El crimen organizado no ha ofrecido tregua al nuevo régimen, al contrario, aumentó sus acciones, quizá para retar y probar a los responsables de la seguridad. El número de homicidios dolosos ha aumentado y el control territorial de las organizaciones criminales ha llegado al punto que el CJNG decidió incursionar con caravanas de vehículos en Zamora, Michoacán, ostentando el logo de la organización criminal.

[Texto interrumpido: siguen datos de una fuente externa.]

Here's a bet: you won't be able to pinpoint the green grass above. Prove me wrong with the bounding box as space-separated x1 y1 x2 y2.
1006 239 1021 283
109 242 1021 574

La política como conflicto se da no sólo entre el nuevo poder y los desplazados, se da también entre AMLO y sus supuestos aliados, como ha sido el caso de la CNTE y sus métodos disruptivos para imponer su agenda al nuevo gobierno en torno a la legislación sobre educación. Por eso los maestros disidentes paralizaron el tránsito ferroviario en Michoacán, lo que dio pie a los malquerientes del nuevo gobierno para escandalizarse por la incapacidad del gobierno para dejar caer “todo el peso de la ley” sobre quienes atentaban contra el interés nacional.
Y desde luego, está también la arena del conflicto ya muy visible entre los diferentes grupos que conforman el propio partido del presidente, Morena, que se enfrentan internamente por posiciones de cara a las elecciones dentro del partido, a los comicios locales y, aunque pudiera parecer prematuro a algunos, a la lucha por posiciones en preparación a la sucesión de AMLO, que puede darse como resultado de la revocación del mandato a mediados del sexenio o al final del mismo.

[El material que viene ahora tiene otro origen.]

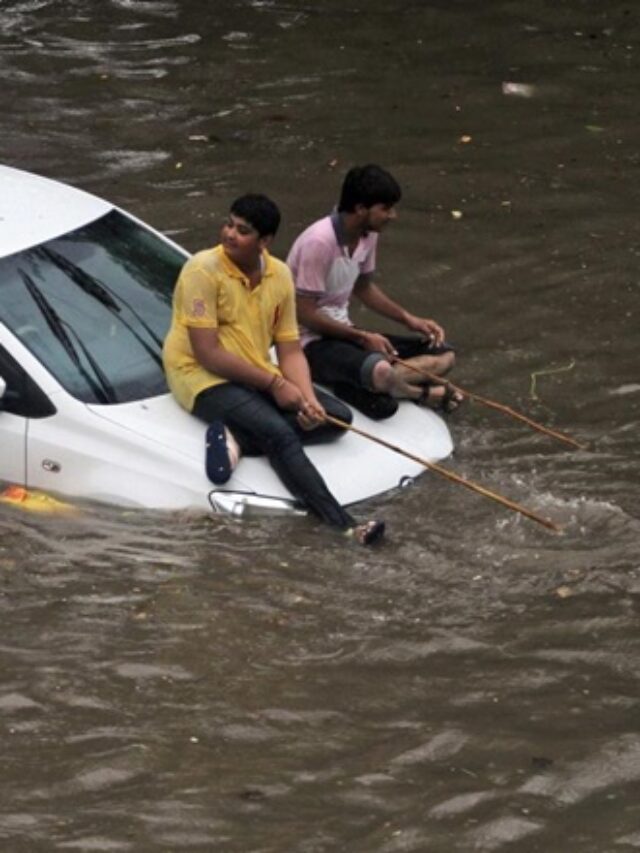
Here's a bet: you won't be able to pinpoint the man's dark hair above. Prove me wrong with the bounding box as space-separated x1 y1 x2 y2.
338 164 402 212
230 194 281 237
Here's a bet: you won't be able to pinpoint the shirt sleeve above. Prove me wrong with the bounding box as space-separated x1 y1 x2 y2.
288 237 335 300
272 277 300 343
175 260 218 328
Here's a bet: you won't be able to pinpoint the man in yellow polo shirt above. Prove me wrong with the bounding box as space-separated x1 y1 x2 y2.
163 193 385 545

A esta lista de la política como confrontación, es necesario añadir la tensa relación con Estados Unidos y el estilo político brutalista de Donald Trump.
Finalmente, está la arena del ciberespacio, la de las redes sociales, donde la parte de la sociedad para quien resulta simplemente intolerable que AMLO haya ganado la presidencia, despliega una asombrosa cantidad de energía lo mismo en la crítica razonada que en la visceral, sobre todo en esta última, para restar legitimidad a cualquier decisión y a todo el discurso de la 4T.

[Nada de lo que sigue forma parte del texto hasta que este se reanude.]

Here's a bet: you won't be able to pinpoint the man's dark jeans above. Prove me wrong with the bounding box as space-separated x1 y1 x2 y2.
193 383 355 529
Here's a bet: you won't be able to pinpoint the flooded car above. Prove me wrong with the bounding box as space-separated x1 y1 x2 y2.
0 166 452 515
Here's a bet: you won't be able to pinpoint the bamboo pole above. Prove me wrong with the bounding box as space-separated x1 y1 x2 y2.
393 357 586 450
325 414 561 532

Históricamente, los cambios de régimen han sido producto de una lucha violenta, donde la antigua estructura de poder queda neutralizada y la disputa significativa, muchas veces soterrada, sólo tiene lugar entre las facciones del nuevo régimen. En el caso actual de México, el cambio se hizo con relativamente poca violencia, mucho del antiguo régimen sigue vivo y la política como confrontación se desarrolla a plena luz, en todos los niveles, con gran intensidad y traspasando todas las fronteras. Por ahora no hay elementos para esperar que en el futuro inmediato cambie ese carácter de lucha interminable de nuestra política.